Tuhan kemudian berkeputusan untuk menghapuskan manusia dan segala hewan. Kata menghapuskan tidak diartikan secara positif yaitu menghapuskan dosa manusia. Tetapi kata menghapuskan ini diartikan secara negative yaitu Tuhan hendak menghapus manusia ciptaan-Nya.
Keputusan Tuhan ini seolah-olah tidak masuk akal sebab Tuhan bukan hanya ingin menghapus manusia tetapi juga menghapus segala hewan dan binatang melata dan burung-burung diudara. Dari ayat ini dapat kita artikan bahwa segala sesuatu diletakkan dibawah kaki manusia, segala mahkluk mendapatkan nilainya karena berada di bawah kuasa manusia yang diindahkan oleh Tuhan (Maz. 8:6-9).
Namun keputusan Tuhan itu kemudian sedikit berubah karena Tuhan melihat Nuh diantara yang berdosa. Nuh mendapatkan kasih karunia Tuhan. Kata kasih karunia adalah bentuk perlindungan yang tidak dapat dibalas.
Dosa manusia terjadi bukan karena bertambahnya jumlah manusia tetapi karena adanya ketidakseimbangan. Kata ketidakseimbangan menjadi penting untuk diperhatikan.
Ketidakseimbangan yang tidak normal akan mendatangkan banyak malapetaka bagi kehidupan di alam semesta ini, sebab jika ketidakseimbangan tersebut justru menekan jumlah yang kudus, maka secara otomatis, yang kudus tersebut akan ditekan bahkan melebur dengan yang tidak kudus.
Ketidakseimbangan ini bukan hanya dalam jumlah tetapi juga dalam berbagai hal seperti kepentingan. Manusia memiliki kepentingan yang tidak terbatas dan mungkin tidak bisa dibatasi sehingga kemudian segala sesuatu menjadi tidak terkontrol dengan baik.
Keinginan untuk mendapatkan sesuatu yang lebih dari alam semesta kemudian mengiring manusia untuk mengeksploitasi sesame bahkan alam semesta.

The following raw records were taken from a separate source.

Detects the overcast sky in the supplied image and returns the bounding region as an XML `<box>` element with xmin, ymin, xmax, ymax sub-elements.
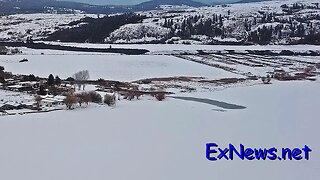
<box><xmin>63</xmin><ymin>0</ymin><xmax>237</xmax><ymax>5</ymax></box>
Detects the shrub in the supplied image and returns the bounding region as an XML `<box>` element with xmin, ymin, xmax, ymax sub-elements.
<box><xmin>261</xmin><ymin>75</ymin><xmax>271</xmax><ymax>84</ymax></box>
<box><xmin>154</xmin><ymin>91</ymin><xmax>166</xmax><ymax>101</ymax></box>
<box><xmin>63</xmin><ymin>94</ymin><xmax>77</xmax><ymax>109</ymax></box>
<box><xmin>103</xmin><ymin>94</ymin><xmax>116</xmax><ymax>106</ymax></box>
<box><xmin>34</xmin><ymin>96</ymin><xmax>42</xmax><ymax>111</ymax></box>
<box><xmin>89</xmin><ymin>91</ymin><xmax>102</xmax><ymax>103</ymax></box>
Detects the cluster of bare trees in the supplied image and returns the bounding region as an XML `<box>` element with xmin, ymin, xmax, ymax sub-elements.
<box><xmin>73</xmin><ymin>70</ymin><xmax>90</xmax><ymax>90</ymax></box>
<box><xmin>64</xmin><ymin>91</ymin><xmax>116</xmax><ymax>109</ymax></box>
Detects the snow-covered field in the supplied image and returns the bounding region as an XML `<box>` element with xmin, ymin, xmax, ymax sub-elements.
<box><xmin>45</xmin><ymin>42</ymin><xmax>320</xmax><ymax>53</ymax></box>
<box><xmin>0</xmin><ymin>81</ymin><xmax>320</xmax><ymax>180</ymax></box>
<box><xmin>0</xmin><ymin>54</ymin><xmax>242</xmax><ymax>81</ymax></box>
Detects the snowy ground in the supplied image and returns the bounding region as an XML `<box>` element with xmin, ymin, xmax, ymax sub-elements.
<box><xmin>0</xmin><ymin>54</ymin><xmax>242</xmax><ymax>81</ymax></box>
<box><xmin>45</xmin><ymin>42</ymin><xmax>320</xmax><ymax>54</ymax></box>
<box><xmin>0</xmin><ymin>81</ymin><xmax>320</xmax><ymax>180</ymax></box>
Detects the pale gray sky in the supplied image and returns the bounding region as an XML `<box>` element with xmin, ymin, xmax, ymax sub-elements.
<box><xmin>63</xmin><ymin>0</ymin><xmax>237</xmax><ymax>5</ymax></box>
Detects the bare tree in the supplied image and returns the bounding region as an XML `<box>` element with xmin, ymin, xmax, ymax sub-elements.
<box><xmin>73</xmin><ymin>70</ymin><xmax>90</xmax><ymax>90</ymax></box>
<box><xmin>34</xmin><ymin>96</ymin><xmax>42</xmax><ymax>111</ymax></box>
<box><xmin>103</xmin><ymin>94</ymin><xmax>116</xmax><ymax>106</ymax></box>
<box><xmin>63</xmin><ymin>94</ymin><xmax>77</xmax><ymax>109</ymax></box>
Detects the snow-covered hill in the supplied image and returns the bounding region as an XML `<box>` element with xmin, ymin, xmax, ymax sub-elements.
<box><xmin>0</xmin><ymin>0</ymin><xmax>320</xmax><ymax>44</ymax></box>
<box><xmin>107</xmin><ymin>0</ymin><xmax>320</xmax><ymax>44</ymax></box>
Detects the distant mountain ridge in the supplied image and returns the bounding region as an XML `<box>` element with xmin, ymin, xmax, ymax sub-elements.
<box><xmin>0</xmin><ymin>0</ymin><xmax>205</xmax><ymax>15</ymax></box>
<box><xmin>0</xmin><ymin>0</ymin><xmax>128</xmax><ymax>14</ymax></box>
<box><xmin>134</xmin><ymin>0</ymin><xmax>206</xmax><ymax>10</ymax></box>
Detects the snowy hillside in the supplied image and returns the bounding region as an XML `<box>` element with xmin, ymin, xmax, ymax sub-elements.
<box><xmin>0</xmin><ymin>0</ymin><xmax>320</xmax><ymax>44</ymax></box>
<box><xmin>0</xmin><ymin>13</ymin><xmax>96</xmax><ymax>41</ymax></box>
<box><xmin>105</xmin><ymin>0</ymin><xmax>320</xmax><ymax>44</ymax></box>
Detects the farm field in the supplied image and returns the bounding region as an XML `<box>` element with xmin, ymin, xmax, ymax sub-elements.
<box><xmin>0</xmin><ymin>44</ymin><xmax>320</xmax><ymax>180</ymax></box>
<box><xmin>0</xmin><ymin>81</ymin><xmax>320</xmax><ymax>180</ymax></box>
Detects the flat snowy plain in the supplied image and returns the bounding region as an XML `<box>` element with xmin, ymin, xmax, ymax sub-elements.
<box><xmin>0</xmin><ymin>44</ymin><xmax>320</xmax><ymax>180</ymax></box>
<box><xmin>0</xmin><ymin>53</ymin><xmax>239</xmax><ymax>81</ymax></box>
<box><xmin>0</xmin><ymin>82</ymin><xmax>320</xmax><ymax>180</ymax></box>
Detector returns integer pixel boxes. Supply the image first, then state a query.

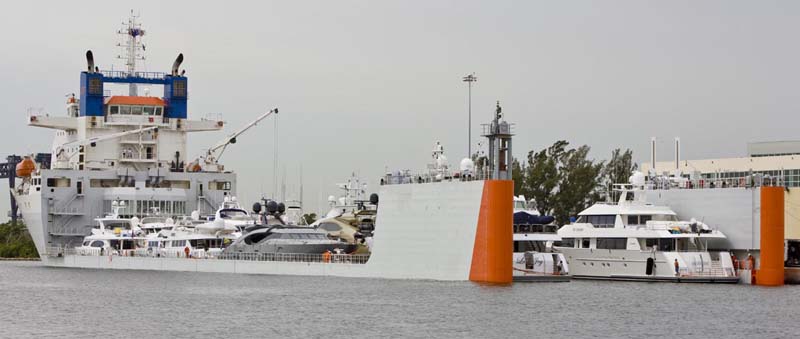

Mengambil kekayaan dari alam bukan hanya untuk kebutuhan tetapi karena karakusan.
Hal ini menyangkali hakekat manusia sebagai penguasa (dalam arti positif) atas semua ciptaan Tuhan. Penguasa yang bertanggungjawab kemudian tergantikan karena manusia sudah tidak lagi perduli pada batas-batas atau kehendak Allah.
Kehendak hati manusia yang ingin sama dengan Tuhan (mentalitas raksasa) membuat ia selalu berusaha menguasai tanpa batas alam semesta sehingga akirnya melanggar kehendak Allah dan terjebak dalam dosa.
:quality(30):format(webp):focal(0.5x0.5:0.5x0.5)/kupang/foto/bank/originals/pdt-maria-monalisa-fanggidae-dethan-mth.jpg)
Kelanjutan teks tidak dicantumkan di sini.